Rheumatoid arthritis (RA) patients with a history of inadequate response to at least one biologic may have good biologic persistence with the use of tocilizumab, according to a recent study. The findings were presented at European League Against Rheumatism (EULAR) 2019.

“The EULAR and [American College of Rheumatology] clinical guidelines recommend switching to a different disease-modifying antirheumatic drug (DMARD) when biologic-treated patients experience treatment failure or toxicity,” the researchers wrote in their abstract, adding, “Limited information is available regarding biologic therapy persistence across subcutaneously administered (SC) biologic agents in the real-world setting, as well as for comparative information on biologic persistence for SC biologics among patients with rheumatoid arthritis (RA) who are not naive to biologic treatment.”
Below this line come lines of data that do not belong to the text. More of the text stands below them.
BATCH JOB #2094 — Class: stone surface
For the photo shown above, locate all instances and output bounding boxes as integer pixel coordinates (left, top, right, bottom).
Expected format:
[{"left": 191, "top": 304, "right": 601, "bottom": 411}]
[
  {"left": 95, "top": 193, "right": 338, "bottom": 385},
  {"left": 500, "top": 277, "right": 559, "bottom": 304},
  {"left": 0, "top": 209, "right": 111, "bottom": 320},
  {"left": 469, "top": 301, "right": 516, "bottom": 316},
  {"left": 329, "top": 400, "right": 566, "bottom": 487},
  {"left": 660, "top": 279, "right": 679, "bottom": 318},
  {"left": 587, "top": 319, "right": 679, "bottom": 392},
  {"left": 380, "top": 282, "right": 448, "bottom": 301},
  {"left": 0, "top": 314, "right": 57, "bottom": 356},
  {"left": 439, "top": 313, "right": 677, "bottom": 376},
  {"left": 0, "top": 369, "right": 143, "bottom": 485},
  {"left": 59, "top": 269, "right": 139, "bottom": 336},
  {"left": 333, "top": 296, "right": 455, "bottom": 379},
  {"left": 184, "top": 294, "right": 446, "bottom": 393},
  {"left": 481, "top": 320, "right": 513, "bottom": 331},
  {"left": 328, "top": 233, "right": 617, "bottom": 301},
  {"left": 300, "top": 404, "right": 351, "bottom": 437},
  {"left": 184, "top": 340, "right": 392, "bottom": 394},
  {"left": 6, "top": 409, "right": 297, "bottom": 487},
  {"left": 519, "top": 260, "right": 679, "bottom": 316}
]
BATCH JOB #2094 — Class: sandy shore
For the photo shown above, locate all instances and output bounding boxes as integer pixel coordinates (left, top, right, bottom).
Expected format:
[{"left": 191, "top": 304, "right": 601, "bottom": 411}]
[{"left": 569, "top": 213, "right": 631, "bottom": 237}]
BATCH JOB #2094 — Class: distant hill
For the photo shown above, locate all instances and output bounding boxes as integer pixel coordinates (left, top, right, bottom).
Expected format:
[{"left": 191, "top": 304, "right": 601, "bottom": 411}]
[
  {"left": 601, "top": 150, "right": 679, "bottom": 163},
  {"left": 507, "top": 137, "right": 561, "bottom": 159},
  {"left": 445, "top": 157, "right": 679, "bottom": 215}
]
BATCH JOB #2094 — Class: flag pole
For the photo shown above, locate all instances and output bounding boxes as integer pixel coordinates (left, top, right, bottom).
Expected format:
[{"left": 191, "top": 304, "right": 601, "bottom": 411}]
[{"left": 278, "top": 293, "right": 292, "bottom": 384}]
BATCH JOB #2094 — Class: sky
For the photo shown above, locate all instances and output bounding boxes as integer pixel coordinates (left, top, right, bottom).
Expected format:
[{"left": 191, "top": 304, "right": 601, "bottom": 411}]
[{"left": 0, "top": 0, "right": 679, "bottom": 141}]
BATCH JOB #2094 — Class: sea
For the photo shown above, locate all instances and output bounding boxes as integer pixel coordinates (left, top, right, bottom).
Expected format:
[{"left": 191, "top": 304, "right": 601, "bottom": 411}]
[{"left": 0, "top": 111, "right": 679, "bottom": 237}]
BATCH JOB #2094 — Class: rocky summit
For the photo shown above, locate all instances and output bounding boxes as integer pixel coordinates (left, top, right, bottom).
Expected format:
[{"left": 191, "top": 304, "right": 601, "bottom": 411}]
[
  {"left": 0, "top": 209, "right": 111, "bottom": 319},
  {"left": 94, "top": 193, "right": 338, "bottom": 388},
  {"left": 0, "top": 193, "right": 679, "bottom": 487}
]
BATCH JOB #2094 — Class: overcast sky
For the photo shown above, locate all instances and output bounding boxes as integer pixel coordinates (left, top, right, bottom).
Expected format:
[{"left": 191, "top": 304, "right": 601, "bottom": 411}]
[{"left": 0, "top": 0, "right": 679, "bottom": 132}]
Jennie H. Best, PhD, principal health economist with Genentech, Inc., who presented the findings, told DocWire News in an interview that the authors undertook this study because, “Persistence is a proxy for effectiveness. Stakeholders, including payers, are interested in understanding how long patients persist on therapy.”
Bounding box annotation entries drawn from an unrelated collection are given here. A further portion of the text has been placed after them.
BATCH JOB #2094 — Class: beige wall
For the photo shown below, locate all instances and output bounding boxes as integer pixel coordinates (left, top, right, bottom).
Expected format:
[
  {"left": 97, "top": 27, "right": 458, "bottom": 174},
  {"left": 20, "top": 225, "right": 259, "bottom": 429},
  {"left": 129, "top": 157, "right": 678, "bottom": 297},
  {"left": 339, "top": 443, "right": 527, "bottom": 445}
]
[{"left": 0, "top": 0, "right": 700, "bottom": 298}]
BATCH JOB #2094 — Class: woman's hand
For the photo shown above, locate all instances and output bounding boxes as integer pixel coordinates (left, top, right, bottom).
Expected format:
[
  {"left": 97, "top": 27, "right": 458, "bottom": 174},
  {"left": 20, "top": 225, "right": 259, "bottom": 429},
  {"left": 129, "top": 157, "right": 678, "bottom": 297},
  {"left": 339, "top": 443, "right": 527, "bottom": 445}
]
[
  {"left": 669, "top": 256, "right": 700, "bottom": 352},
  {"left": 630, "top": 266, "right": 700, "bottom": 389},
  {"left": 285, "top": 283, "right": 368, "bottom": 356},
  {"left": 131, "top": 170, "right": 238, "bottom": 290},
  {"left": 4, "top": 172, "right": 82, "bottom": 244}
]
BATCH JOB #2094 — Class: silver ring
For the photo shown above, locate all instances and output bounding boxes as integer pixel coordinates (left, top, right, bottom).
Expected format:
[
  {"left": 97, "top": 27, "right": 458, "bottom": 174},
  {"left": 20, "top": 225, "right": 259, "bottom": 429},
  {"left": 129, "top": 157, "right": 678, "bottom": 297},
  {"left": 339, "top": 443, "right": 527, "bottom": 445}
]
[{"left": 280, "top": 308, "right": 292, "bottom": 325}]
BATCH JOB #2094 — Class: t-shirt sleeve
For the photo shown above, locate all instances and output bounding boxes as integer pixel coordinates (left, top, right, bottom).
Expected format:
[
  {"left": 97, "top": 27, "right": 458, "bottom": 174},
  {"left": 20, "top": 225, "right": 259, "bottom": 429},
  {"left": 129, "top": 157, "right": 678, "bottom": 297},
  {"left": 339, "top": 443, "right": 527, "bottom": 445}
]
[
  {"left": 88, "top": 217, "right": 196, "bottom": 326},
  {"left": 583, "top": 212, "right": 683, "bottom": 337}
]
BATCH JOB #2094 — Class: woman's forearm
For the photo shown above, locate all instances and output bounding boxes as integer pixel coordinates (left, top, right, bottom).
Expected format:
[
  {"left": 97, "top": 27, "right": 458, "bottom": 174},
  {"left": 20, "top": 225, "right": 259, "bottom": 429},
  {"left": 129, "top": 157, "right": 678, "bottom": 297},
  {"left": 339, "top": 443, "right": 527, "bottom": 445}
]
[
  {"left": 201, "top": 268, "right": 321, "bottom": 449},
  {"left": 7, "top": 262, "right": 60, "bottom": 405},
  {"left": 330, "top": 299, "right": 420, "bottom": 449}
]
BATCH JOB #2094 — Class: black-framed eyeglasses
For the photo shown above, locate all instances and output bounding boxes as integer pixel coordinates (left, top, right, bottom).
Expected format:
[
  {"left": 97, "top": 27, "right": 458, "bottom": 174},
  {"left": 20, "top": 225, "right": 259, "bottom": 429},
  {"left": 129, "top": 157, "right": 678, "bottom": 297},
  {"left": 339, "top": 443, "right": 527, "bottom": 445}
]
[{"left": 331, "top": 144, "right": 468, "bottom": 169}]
The researchers reviewed U.S. administrative claims data on adult RA patients initiating an SC biologic between Jan. 1, 2012, and June 30, 2017. Patients were eligible for inclusion if they had previously experienced failure with at least one biologic DMARD (bDMARD). The primary outcome was biologic persistence, which was defined as the number of days between initiating therapy and last supplied day of last fill. Researchers compared outcomes associated with tocilizumab use versus other biologics.

Tocilizumab Comes Out on Top, Abatacept and Golimumab Close Behind

A total of 10,301 patients (mean age, 51 years) were included in the study, with 12,704 bDMARD episodes. The most common bDMARD was adalimumab (n = 3,599); others included abatacept (n = 2,988), certolizumab (n = 982), etanercept (n = 2,760), golimumab (n = 745), and tocilizumab (n = 1,630).

“This study found that patients treated with subcutaneous tocilizumab had similar persistence on therapy to abatacept and golimumab, and significantly longer persistence than adalimumab, certolizumab, and etanercept,” Dr. Best shared.

Tocilizumab users had the highest adjusted median persistence days (333), followed by abatacept (320), golimumab (304), etanercept (289), adalimumab (280), and certolizumab (262).

Among patients who had one year of data available, 55% initiated weekly tocilizumab and the rest initiated bi-weekly tocilizumab (n = 347); during the one-year period of follow-up, 33% of the bi-weekly initiators switched to weekly (mean time to switch, 177 days). At the end of one year, most patients (about 68%) were on weekly dosing.

A limitation of the study was that it only included claims data, so it may not be generalizable to patient without insurance, Dr. Best said.

The authors concluded in their abstract, “Among patients with RA who previously used ≥1 other biologic, tocilizumab-treated patients had similar or statistically significantly better biologic persistence compared with other biologics.”